I was driving thru the OC today anyway, so I decided to stop by the stadium. Not to be a masochist, not to try for an autograph, just to connect. I pulled up to purposefully park in the diamond club parking by the Helmets that I would never get for a game. There were maybe ten cars. Over by the offices there were lots of cars parked. I thought maybe a lot of season seat holders are asking for refunds on their postseason packages instead of keeping the monies reserved as down payments on 2009. You gotta think in a cash-tight economy that some of them need an infusion of the green and that, repaid and clear, some of them won’t be back.
By the 3B Gate a truck was loading up what appeared to be the disassembled parts of the vendor booths, those irritating saps hollering to win season tickets if you just give them you personal ID-theft ready information. A reminder that the Angels’ biggest sponsor was Shell Vacations Club, a TIME-SHARE outfit. So there were PVC tubes, tables and signage. A lone folding table stood at the front of the stadium on the bricks.
I went into the store. There was one other guy in there buying stuff. There were three girls working. Nothing had been discounted yet. I asked if they had been busy. They emphatically answered "No." Fact of life: If a girl in her 20s gives a guy in his 40s the time of day it is because she is bored as shit. These three girls were so bored, they were up for an extensive chat session. "We were busy earlier today with returns." I asked her if that meant they were returning merchandise to the manufacturer or a warehouse. "No, no. People are bringing back their jerseys and jackets for refunds." I was stunned, "WHAT!?!?" They explained that any merchandise can be returned if the person has the receipt and the tags are still on them. The only exceptions are if the item has obviously been worn.

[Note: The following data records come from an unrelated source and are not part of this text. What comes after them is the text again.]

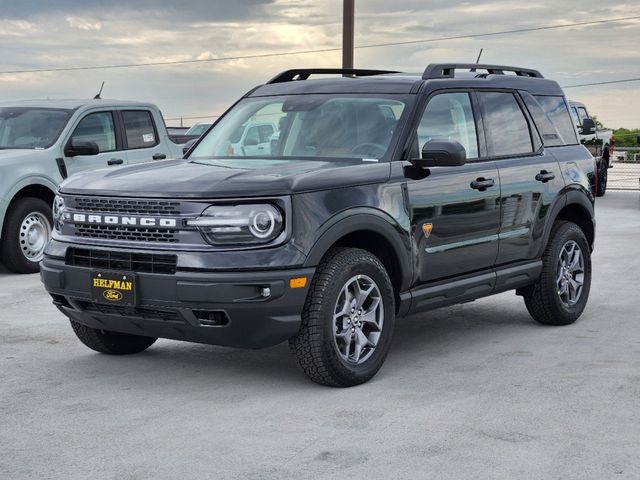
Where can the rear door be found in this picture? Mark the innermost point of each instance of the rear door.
(141, 139)
(455, 213)
(100, 127)
(530, 177)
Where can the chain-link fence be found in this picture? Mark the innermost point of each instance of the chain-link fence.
(625, 174)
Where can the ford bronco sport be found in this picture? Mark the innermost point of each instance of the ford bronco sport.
(383, 195)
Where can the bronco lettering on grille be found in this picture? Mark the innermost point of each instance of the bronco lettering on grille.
(125, 220)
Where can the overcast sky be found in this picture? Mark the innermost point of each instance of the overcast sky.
(66, 33)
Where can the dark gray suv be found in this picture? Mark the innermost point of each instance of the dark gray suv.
(380, 195)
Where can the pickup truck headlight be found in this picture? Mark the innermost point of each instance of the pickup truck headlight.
(251, 224)
(58, 212)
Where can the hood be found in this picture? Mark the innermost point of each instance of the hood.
(225, 178)
(17, 155)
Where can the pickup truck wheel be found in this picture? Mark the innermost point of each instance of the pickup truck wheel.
(112, 343)
(603, 174)
(26, 232)
(347, 320)
(560, 294)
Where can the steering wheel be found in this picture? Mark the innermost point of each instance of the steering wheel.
(374, 150)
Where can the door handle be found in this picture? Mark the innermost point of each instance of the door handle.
(482, 183)
(545, 176)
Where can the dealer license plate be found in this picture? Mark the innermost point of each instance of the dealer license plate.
(113, 288)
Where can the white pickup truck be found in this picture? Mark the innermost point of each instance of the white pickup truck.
(599, 142)
(43, 142)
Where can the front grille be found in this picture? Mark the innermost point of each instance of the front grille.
(127, 206)
(124, 261)
(135, 234)
(144, 313)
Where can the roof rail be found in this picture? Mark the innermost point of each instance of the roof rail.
(447, 70)
(304, 73)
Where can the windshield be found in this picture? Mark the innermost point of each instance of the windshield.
(26, 127)
(317, 127)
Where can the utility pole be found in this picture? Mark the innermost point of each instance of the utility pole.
(348, 15)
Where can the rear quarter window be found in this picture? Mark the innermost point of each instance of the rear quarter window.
(557, 111)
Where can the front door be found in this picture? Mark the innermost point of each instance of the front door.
(455, 212)
(97, 127)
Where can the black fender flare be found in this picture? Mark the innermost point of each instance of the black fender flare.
(366, 219)
(570, 197)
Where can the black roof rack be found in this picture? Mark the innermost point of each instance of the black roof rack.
(304, 73)
(447, 70)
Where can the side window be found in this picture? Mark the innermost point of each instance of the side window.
(449, 116)
(139, 129)
(99, 128)
(576, 118)
(557, 111)
(506, 127)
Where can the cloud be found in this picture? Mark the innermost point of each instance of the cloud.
(37, 34)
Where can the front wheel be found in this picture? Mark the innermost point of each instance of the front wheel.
(560, 294)
(347, 320)
(25, 234)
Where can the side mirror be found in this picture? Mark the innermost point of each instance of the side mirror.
(588, 127)
(81, 147)
(187, 146)
(441, 153)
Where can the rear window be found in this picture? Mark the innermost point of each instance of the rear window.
(557, 111)
(139, 129)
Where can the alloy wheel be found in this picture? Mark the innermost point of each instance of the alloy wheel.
(358, 319)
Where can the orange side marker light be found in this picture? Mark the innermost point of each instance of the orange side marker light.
(298, 282)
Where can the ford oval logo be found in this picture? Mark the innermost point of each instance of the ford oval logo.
(112, 295)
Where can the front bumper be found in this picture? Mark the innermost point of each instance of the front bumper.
(218, 308)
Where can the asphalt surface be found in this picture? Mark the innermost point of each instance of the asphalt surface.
(473, 391)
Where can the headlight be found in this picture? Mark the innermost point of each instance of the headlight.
(58, 212)
(239, 224)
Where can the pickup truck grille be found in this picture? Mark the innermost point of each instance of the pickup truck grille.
(127, 206)
(124, 261)
(136, 234)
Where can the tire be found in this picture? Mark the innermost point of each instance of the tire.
(603, 175)
(25, 233)
(324, 349)
(111, 343)
(547, 301)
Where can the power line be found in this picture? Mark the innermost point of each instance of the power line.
(323, 50)
(607, 82)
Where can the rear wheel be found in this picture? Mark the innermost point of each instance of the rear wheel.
(25, 234)
(112, 343)
(560, 295)
(347, 320)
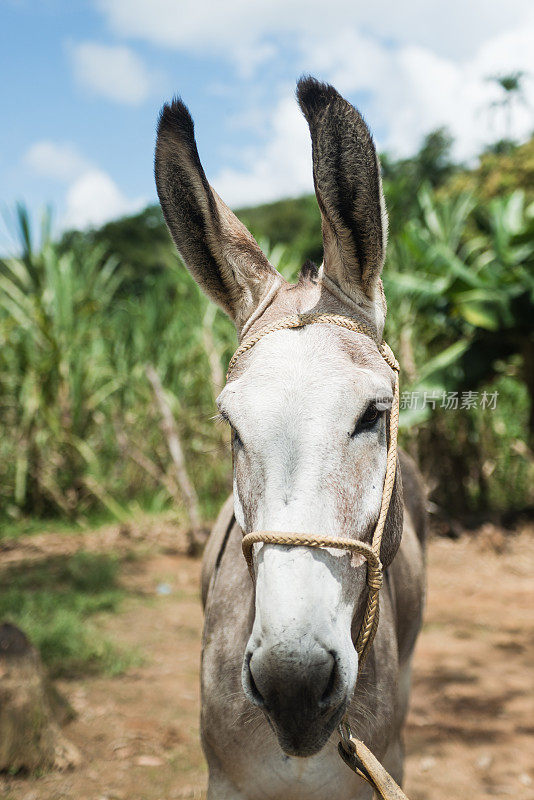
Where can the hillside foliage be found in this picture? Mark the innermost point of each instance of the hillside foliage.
(80, 320)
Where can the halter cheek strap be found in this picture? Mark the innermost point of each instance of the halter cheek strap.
(371, 552)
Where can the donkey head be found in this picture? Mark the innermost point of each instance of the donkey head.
(307, 408)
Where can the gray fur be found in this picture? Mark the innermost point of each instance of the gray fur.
(251, 753)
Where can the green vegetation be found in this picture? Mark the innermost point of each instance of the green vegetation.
(80, 319)
(53, 601)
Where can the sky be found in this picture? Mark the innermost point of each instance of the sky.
(82, 82)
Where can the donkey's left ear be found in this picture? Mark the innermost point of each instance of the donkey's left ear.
(221, 254)
(348, 186)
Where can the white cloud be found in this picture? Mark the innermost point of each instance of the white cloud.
(59, 161)
(94, 198)
(235, 27)
(281, 168)
(417, 65)
(114, 72)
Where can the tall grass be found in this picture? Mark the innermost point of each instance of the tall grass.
(79, 425)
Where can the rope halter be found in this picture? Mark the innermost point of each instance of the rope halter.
(371, 552)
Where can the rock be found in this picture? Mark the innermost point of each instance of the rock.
(30, 736)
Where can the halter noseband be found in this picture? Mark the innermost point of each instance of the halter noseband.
(370, 552)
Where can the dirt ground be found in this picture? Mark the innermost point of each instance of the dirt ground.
(470, 733)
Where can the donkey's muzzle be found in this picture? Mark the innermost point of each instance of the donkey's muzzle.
(301, 692)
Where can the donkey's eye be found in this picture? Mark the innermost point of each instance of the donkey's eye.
(368, 419)
(236, 439)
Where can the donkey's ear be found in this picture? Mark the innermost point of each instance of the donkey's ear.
(346, 175)
(221, 254)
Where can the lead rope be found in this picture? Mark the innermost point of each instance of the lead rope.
(353, 751)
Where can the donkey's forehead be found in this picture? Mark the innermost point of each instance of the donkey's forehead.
(301, 365)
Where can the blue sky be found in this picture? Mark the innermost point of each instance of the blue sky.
(82, 83)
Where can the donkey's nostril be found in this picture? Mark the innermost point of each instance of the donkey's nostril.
(330, 689)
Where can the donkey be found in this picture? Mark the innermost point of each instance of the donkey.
(308, 411)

"So a lot of people are jumping off the bandwagon and want their money back?" I asked, almost scared of the answer I would be given. "Oh yeah," they said in unison, matter-of-factly, like jaded retail pros who know the way the system works. This is now easily my longest conversation with a group of 20-something chicks since I was, oh 25, almost 20 years ago. They needed no prompting from this point on. One told about a guy who brought back men’s women’s and children’s jerseys, caps and shirts and said his neighbors were Dodgers fans and that his family just could not wear their Angels stuff. One mentioned that a lot of people were pissed about the early exit. They all nodded that this was the common refrain from customers.
If you like the Angels enough to be reading about them on internet blogs you have probably come across the refrain that Angels fans are just bandwagoneers. I have written passionately that this is not the case; a core fan base has always been here. Well, today, the opposite rang true, to the sound of cash registers clinking in reverse.

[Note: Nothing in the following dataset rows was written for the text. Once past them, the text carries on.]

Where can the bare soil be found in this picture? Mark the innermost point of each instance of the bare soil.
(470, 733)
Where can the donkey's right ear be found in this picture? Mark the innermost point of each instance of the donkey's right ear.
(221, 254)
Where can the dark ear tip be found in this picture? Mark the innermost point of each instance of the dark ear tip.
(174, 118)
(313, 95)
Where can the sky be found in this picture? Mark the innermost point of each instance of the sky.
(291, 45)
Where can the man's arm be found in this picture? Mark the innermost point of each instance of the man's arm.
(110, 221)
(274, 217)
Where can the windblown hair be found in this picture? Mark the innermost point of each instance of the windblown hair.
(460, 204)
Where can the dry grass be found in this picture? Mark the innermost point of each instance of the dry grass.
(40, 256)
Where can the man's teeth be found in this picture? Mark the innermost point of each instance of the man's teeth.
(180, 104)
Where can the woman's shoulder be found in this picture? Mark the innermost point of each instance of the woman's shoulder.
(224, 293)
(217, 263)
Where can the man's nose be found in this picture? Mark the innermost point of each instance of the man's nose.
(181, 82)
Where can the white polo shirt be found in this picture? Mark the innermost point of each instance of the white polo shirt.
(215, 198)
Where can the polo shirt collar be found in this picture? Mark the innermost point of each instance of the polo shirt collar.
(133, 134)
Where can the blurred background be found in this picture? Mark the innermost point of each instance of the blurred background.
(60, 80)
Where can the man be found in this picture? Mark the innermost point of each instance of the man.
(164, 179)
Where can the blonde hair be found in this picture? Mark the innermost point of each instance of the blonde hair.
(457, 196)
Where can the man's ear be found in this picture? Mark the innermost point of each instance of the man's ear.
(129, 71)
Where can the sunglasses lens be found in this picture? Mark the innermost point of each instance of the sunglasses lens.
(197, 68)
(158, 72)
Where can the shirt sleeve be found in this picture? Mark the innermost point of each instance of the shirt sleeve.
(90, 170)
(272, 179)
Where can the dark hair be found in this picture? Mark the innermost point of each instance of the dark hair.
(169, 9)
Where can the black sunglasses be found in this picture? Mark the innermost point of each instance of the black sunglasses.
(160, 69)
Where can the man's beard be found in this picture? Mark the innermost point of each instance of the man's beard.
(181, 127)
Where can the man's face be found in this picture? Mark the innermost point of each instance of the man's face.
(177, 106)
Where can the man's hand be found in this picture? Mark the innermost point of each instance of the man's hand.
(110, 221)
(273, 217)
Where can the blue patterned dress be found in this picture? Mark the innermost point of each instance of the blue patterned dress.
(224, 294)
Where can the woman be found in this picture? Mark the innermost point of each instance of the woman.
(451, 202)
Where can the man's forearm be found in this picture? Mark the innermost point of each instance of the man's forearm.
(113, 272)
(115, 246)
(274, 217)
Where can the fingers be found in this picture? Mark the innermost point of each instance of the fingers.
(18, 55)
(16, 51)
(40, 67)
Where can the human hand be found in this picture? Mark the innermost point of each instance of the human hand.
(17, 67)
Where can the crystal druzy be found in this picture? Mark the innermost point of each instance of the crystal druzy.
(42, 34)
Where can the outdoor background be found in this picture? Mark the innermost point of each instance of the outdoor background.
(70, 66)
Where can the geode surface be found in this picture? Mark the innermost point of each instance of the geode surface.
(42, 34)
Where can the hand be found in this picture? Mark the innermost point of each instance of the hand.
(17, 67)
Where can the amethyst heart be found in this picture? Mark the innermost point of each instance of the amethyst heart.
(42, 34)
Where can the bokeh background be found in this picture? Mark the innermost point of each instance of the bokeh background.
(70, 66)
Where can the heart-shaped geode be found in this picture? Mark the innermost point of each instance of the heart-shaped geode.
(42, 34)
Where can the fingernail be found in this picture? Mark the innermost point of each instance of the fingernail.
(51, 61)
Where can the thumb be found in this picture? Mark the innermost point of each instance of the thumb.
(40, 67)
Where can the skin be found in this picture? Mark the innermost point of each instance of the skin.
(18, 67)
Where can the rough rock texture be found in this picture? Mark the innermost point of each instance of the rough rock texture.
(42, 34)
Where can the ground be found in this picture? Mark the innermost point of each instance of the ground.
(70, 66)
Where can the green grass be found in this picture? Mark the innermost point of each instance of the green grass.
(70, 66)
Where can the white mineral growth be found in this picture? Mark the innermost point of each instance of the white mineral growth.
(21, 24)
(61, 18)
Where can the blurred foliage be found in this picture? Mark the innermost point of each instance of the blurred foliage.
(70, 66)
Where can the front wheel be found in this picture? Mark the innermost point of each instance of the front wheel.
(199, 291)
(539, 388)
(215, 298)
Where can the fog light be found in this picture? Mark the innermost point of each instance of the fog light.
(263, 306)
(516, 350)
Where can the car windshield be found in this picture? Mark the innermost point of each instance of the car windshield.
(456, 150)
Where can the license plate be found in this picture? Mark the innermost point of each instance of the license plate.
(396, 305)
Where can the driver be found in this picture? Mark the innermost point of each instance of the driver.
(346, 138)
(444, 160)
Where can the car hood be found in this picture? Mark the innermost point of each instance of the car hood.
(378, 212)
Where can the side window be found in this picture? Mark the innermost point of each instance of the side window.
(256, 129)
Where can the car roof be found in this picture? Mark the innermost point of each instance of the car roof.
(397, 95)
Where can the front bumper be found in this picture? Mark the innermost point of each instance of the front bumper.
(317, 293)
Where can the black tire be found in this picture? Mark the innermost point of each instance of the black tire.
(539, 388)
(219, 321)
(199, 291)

I had seen the death last night, written about it into the wee hours and read about it all over again this morning. And now I had attended the funeral, just a preacher, me and the sun.
I left the store without buying anything. A truck was picking up that last folding table out front. The other one down the line was gone. My journalistic instinct to take a picture of all these events was outweighed by my fan’s still-broken heart. I stopped on the way back to the car and had to mark the moment. I lifted the camera and snapped the Big A. When I started the car, Elton John’s "I’m Still Standing" was on the radio. I examined the picture I had taken on my camera’s digital screen and for the first time in 18 hours, I smiled. The first thing we have for the 2009 season is a theme song. YEah yeah yeah.